Monday, August 14, 2006


14 August 2006

Dear Sir

You would think a journalist who lost his BBC career over the death of Dr Kelly, would be fascinated by medical evidence suggesting the government scientist’s death was not suicide. Not so Andrew Gilligan. Rather than study the medical doubts in depth, he focuses on the dismissive comments of one forensic scientist with no involvement in the case. (‘Evening Standard’ 24/7)

While it is true there was a greater than therapeutic dose of co-proxamol in Dr Kelly's blood, the appointed toxicologist’s evaluation was that it was a third of what would have been needed to kill him.

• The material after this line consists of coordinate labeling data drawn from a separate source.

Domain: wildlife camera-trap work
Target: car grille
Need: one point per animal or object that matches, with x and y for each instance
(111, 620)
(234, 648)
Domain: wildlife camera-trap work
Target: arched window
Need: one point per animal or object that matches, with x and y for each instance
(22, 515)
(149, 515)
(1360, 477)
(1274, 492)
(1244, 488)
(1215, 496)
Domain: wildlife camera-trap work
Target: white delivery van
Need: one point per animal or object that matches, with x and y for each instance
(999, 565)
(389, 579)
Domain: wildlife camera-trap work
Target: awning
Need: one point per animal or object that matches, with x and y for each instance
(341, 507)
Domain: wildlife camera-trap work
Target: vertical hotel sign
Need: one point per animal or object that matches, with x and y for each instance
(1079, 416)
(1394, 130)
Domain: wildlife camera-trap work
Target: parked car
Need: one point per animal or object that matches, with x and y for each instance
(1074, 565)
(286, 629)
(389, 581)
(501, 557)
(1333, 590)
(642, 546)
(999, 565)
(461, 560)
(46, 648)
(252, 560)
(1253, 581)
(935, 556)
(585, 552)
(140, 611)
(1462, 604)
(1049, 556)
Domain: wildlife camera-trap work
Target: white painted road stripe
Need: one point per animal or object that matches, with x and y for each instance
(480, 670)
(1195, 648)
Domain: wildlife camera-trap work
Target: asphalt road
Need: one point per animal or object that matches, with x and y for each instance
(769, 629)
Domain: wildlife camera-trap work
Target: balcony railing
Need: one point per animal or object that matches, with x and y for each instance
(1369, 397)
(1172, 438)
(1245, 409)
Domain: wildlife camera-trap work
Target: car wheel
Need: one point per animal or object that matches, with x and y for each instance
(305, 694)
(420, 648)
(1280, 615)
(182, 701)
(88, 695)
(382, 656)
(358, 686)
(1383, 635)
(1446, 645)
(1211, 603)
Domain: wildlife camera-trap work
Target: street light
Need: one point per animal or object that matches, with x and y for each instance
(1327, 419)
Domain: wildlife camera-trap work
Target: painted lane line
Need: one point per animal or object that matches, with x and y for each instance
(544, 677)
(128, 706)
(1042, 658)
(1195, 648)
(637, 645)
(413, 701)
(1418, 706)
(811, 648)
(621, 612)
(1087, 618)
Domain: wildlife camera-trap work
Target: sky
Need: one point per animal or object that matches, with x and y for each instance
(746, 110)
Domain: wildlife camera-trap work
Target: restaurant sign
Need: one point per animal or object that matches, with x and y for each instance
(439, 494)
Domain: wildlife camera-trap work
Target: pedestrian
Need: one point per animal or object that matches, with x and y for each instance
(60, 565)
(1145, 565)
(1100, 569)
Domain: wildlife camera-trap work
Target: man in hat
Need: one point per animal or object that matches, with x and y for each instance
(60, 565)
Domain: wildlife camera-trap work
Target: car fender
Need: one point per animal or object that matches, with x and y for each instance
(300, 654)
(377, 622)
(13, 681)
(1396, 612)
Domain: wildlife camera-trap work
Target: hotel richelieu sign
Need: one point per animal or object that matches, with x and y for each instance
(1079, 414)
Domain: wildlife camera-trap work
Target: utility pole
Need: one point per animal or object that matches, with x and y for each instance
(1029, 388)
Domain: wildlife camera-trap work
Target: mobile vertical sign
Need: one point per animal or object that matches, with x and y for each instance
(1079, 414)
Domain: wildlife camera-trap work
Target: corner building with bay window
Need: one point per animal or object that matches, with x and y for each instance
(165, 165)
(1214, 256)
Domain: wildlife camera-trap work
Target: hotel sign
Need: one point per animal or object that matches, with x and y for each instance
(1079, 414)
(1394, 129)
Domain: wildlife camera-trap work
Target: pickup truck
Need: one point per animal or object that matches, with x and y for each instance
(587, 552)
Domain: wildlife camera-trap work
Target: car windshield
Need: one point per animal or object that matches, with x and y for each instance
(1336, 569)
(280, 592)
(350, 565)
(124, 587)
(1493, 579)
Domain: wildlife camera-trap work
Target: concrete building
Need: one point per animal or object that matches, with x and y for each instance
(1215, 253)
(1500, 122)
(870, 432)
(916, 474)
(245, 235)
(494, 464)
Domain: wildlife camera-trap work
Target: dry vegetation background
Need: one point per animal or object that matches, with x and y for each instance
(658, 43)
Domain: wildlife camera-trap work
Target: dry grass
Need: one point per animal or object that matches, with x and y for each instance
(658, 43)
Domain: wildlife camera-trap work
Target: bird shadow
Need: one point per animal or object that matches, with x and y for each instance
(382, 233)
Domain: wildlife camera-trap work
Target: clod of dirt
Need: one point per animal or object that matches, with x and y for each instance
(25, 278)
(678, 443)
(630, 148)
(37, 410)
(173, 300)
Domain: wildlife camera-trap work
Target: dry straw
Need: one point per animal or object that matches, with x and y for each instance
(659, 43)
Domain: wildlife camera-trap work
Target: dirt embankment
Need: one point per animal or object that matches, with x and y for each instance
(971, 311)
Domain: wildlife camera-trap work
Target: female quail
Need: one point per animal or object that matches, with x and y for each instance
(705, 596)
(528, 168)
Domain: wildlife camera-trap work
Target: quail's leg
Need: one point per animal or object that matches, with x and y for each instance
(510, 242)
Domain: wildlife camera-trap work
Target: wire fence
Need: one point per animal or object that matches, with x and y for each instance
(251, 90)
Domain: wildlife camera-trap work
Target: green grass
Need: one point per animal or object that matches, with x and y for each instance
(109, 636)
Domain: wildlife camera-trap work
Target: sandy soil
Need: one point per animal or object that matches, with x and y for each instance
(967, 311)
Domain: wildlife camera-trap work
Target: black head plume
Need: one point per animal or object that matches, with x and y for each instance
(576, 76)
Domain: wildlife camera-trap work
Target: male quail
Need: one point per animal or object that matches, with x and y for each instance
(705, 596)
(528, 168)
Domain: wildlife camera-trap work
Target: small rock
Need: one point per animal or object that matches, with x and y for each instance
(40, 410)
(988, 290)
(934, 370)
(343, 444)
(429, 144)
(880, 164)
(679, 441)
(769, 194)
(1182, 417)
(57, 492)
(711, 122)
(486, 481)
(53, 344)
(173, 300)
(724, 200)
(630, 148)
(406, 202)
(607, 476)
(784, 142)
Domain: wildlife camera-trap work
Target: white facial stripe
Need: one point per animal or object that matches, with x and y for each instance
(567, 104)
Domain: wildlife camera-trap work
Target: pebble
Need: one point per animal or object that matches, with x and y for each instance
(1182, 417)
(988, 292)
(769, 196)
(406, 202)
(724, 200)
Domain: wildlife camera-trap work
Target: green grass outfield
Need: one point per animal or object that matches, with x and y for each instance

Concentrations of a drug in the blood increase markedly post mortem (BMJ 2004;329:636-637). Analysis of Dr Kelly's blood took place around 30 hours after death. By this time the concentration of co-proxamol components could have increased as much as tenfold. Thus, at the time of death, the amount in the blood may have been not a third, but a thirtieth of a what is normally considered a fatal dose.

It has been assumed, that because 29 tablets of co-proxamol were missing from the blister packets in Dr Kelly's pockets, that he took all 29. But even if he did, he could not have assimilated all of them, because he threw up a significant part of his stomach contents.

The two key points about the blood are these: the amount lost would have been far too small to cause death, and the distribution was highly unusual.

Four surgeons have concurred that when a single ulnar artery is transected, it quickly constricts, retracts, clotting ensues, and blood-flow ceases - at most Dr Kelly would have lost about a pint of blood.

A transected artery initially pumps out blood under pressure as ‘arterial rain’. Paramedic Dave Bartlett, witness to hundreds of ‘arterial bleeds‘, asserted that in every case, 'there is a lot of blood. It's all over them.' He and fellow paramedic Vanessa Hunt were shocked to find no blood splashing of this type on Dr Kelly. As Bartlett remarked:

‘Whatever he died of he didn’t die of that’.